REPUBLIKA.CO.ID, NEW YORK – Israel dan sekutu dekatnya Amerika Serikat memboikot pertemuan di PBB yang akan mendorong pengakuan negara Palestina. Pertemuan dua hari tersebut, yang dimulai Senin waktu AS, akan dipimpin bersama oleh menteri luar negeri Perancis dan Arab Saudi.
Pemerintahan sayap kanan Israel menentang solusi dua negara, dan Amerika Serikat menyebut pertemuan itu “kontraproduktif” terhadap upayanya mengakhiri perang di Gaza. Perancis dan Arab Saudi ingin pertemuan tersebut menyoroti solusi dua negara, yang mereka pandang sebagai satu-satunya peta jalan menuju perdamaian, dan mulai membahas langkah-langkah untuk mencapainya.
Pertemuan tersebut ditunda sejak akhir Juni dan diturunkan dari pertemuan empat hari para pemimpin dunia di tengah meningkatnya ketegangan di Timur Tengah, termasuk perang 12 hari Israel melawan Iran dan perang di Gaza.
“Sangat penting untuk memulai kembali proses politik, proses solusi dua negara, yang saat ini terancam, lebih terancam daripada sebelumnya,” kata Menteri Luar Negeri Prancis Jean-Noël Barrot pada Ahad di acara “Face the Nation” CBS News.
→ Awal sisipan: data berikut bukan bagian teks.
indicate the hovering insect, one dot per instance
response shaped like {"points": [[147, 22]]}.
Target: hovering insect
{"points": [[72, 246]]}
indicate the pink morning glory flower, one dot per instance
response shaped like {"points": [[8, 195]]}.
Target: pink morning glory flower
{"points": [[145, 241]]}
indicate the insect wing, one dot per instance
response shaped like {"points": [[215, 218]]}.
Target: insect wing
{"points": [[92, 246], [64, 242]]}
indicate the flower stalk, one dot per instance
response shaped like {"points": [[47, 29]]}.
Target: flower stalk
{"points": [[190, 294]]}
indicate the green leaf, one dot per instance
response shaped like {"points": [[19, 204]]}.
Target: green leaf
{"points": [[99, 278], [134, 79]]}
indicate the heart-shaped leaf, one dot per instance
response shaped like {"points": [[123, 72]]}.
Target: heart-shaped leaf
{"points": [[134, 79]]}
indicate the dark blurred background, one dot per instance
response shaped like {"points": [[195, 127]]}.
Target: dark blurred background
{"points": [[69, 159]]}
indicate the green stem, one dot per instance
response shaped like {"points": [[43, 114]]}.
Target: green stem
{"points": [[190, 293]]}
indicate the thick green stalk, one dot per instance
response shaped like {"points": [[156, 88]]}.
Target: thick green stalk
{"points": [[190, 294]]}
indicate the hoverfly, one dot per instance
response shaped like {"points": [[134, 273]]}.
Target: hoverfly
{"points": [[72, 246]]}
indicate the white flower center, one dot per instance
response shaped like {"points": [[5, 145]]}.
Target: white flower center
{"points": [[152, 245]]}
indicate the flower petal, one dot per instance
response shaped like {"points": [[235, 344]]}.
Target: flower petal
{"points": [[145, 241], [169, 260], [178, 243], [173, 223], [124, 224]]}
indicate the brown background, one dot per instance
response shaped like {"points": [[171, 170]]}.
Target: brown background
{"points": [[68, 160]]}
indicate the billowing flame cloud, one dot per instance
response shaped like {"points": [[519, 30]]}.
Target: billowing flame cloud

Inilah hal-hal berguna yang perlu diketahui tentang pertemuan mendatang.
Gagasan membagi Tanah Suci sudah ada sejak beberapa dekade yang lalu.

Ketika mandat Inggris atas Palestina berakhir, rencana pembagian PBB pada tahun 1947 menetapkan pembagian wilayah tersebut menjadi negara-negara Yahudi dan Arab. Hal ini ditolak warga Palestina sebagai penduduk asli yang tanahnya dicaplok kelompok Zionis.
Negara-negara Arab tetangga Palestina menyatakan perang dan rencana dua negara itu tidak pernah dilaksanakan. Berdasarkan gencatan senjata 1949, Yordania memegang kendali atas Tepi Barat dan Yerusalem Timur, serta Mesir atas Gaza.
Israel merebut Tepi Barat, Yerusalem Timur dan Gaza dalam perang Timur Tengah tahun 1967. Orang-orang Palestina menginginkan tanah tersebut untuk dijadikan negara merdeka di masa depan bersama Israel, dan gagasan solusi dua negara berdasarkan perbatasan Israel sebelum tahun 1967 telah menjadi dasar perundingan perdamaian sejak tahun 1990-an.
Solusi dua negara mendapat dukungan internasional yang luas. Logika di balik hal ini adalah bahwa populasi Israel – bersama dengan Yerusalem Timur, Tepi Barat dan Gaza – terbagi rata antara orang Yahudi dan Palestina.
Pembentukan negara Palestina yang merdeka akan menjadikan Israel sebagai negara demokratis dengan mayoritas Yahudi yang kuat dan mengabulkan impian rakyat Palestina untuk menentukan nasib sendiri.
Perancis dan Arab Saudi mengatakan mereka ingin menyoroti solusi dua negara sebagai satu-satunya jalan menuju perdamaian di Timur Tengah – dan mereka ingin melihat peta jalan dengan langkah-langkah spesifik, pertama-tama mengakhiri perang di Gaza.
Para ketua bersama mengatakan dalam sebuah dokumen yang dikirimkan kepada para anggota PBB pada bulan Mei bahwa tujuan utama dari pertemuan tersebut adalah untuk mengidentifikasi tindakan-tindakan yang dilakukan oleh “semua aktor yang relevan” untuk menerapkan solusi dua negara – dan “untuk segera memobilisasi upaya dan sumber daya yang diperlukan untuk mencapai tujuan ini, melalui komitmen yang konkrit dan terikat waktu.”